Others are eating, too, including a small band of intrepid travellers from nearby Surabaya. They're well wrapped up against the mountain chill and chat excitedly about the climb ahead.

A man passes in the darkness. He walks purposefully, oblivious to the small breakfast crowd. There's no time to register details beyond the glow of a cigarette and large baskets balanced on his shoulders, as he vanishes into the night.

He's a sulphur miner, one of a rare band of men who harvest the element from within the crater of Ijen.

The Ijen volcano complex dominates the landscape of easternmost Java. There are several volcanic cones, rising to 2,799 metres, and active craters include that of Ijen itself, which, for decades, has been mined for its sulphur, a bright yellow element that is common in volcanic gases.

A miner shows the effects of years of carrying heavy loads of sulphur up and down Ijen's slopes.
During the Industrial Revolution (late 18th to early 19th centuries) demand for sulphur, which was used in gunpowder, soared. It was mined extensively in Sicily, southern Italy, first by digging from open ground, then by tunnelling in hot, hazardous conditions. Sulphur mining has occurred elsewhere, such as on a volcanic island in New Zealand and high in the South American Andes. Yet nowadays sulphur is a by-product of oil refining and other industries, and only in Indonesia is it still mined by hand.

At one Javan volcano, miners dig sulphur from the slopes, then trundle it downhill on roughly built wooden wheelbarrows. Here at Ijen, there were attempts to use horses for transportation but the terrain proved too tough for them, so miners not only extract sulphur, but also carry it downhill in bamboo baskets.

A narrow dirt road of compacted black stones and soil heads towards the crater. It winds steeply upwards and to the left and right bushes and tall trees are picked out by torch beams. Faint yet foul aromas of hydrogen sulphide, the gas of rotten eggs, waft in from time to time.

The trail reaches a wooden hut - a weighing station, where miners check how much they are carrying. A miner is resting here and offers for sale little figures made of sulphur.

The path narrows, climbing a steeper slope. There are steep drop-offs to the darkness on the right. The vegetation is lower, with trees more stunted. Then, there are no trees at all, just skeletal remains of shrubs, all that is left after an outpouring of toxic gas. The sulphurous smell is stronger now and the path makes for the rim of the crater.

The crater lies below, a gaping black hole. There are stars above and the lights of a distant town are visible way down and beyond the volcano. But looking into the crater and hoping to see the blue flames that are said to dance within, I'm disappointed to find nothing but blackness.

A rough trail leads to what seems like a rocky spur jutting out towards the crater. It ends at a vantage looking almost vertically down. And there, shining brightly below, are the blue flames of Ijen. Deep in the crater, close together, are three or four patches of fire, with what seems like smoke around and above them, sometimes swirling to obscure the eerie flames. There are other patches of light moving, from the torches of miners and visitors roaming near the fires.
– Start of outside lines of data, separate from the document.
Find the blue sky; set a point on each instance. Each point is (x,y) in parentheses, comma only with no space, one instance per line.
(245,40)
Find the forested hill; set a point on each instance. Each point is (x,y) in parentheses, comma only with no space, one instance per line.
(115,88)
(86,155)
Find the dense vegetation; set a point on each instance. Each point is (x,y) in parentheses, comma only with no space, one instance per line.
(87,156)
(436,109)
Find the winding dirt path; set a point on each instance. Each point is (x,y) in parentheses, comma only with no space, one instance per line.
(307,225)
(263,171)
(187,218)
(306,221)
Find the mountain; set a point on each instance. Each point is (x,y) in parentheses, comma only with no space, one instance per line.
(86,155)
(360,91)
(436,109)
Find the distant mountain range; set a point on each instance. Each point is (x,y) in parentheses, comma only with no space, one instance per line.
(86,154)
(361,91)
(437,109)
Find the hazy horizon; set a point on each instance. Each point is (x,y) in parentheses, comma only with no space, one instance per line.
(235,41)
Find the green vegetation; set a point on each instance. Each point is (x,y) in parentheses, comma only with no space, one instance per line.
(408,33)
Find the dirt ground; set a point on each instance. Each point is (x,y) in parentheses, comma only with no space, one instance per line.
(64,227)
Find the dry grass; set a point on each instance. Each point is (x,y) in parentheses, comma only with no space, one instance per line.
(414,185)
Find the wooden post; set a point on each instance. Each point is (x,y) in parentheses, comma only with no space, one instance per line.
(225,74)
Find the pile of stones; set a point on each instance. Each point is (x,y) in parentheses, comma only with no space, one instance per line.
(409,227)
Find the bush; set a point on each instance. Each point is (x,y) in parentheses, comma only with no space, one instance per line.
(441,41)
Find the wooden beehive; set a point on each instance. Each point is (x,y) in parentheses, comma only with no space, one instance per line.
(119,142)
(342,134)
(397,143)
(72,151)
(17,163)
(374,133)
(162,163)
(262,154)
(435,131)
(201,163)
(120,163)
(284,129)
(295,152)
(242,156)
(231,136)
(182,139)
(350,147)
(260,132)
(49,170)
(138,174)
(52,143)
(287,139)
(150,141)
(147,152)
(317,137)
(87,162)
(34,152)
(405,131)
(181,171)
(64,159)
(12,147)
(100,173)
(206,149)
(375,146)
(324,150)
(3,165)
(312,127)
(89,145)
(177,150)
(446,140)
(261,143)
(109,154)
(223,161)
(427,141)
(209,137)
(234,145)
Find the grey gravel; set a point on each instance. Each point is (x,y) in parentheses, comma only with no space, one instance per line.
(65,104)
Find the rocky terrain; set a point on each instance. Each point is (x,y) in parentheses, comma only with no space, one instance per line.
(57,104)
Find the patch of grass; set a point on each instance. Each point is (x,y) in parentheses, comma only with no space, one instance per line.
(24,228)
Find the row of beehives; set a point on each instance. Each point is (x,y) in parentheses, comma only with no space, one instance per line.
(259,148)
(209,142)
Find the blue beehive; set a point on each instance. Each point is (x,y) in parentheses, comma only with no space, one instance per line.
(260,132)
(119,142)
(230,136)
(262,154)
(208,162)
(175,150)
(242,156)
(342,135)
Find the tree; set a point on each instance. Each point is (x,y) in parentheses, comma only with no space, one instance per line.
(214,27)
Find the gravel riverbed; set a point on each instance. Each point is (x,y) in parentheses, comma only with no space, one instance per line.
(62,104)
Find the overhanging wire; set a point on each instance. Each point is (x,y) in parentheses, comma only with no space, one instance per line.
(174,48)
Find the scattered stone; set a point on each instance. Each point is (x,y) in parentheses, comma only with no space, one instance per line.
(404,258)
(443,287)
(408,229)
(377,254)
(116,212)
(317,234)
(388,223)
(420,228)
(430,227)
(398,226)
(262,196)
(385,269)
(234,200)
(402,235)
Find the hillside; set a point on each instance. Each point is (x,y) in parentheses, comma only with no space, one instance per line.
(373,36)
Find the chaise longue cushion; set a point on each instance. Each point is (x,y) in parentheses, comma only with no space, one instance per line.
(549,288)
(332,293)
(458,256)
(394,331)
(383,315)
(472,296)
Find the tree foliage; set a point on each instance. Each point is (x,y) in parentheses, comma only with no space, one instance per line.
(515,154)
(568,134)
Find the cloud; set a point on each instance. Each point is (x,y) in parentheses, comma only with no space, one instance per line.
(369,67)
"Do you want to go down?" asks a miner who has been waiting by the path. We make our way towards the fires, some 200 metres below.

The path twists and turns downwards, across small crags and plunging slopes of loose stones. Some years ago, a tourist fell to his death here, so I tread carefully. The stench of rotten eggs becomes more intense and there's another acrid odour - sulphur dioxide, which is likewise toxic. I pull on the paper face mask my guide has given me.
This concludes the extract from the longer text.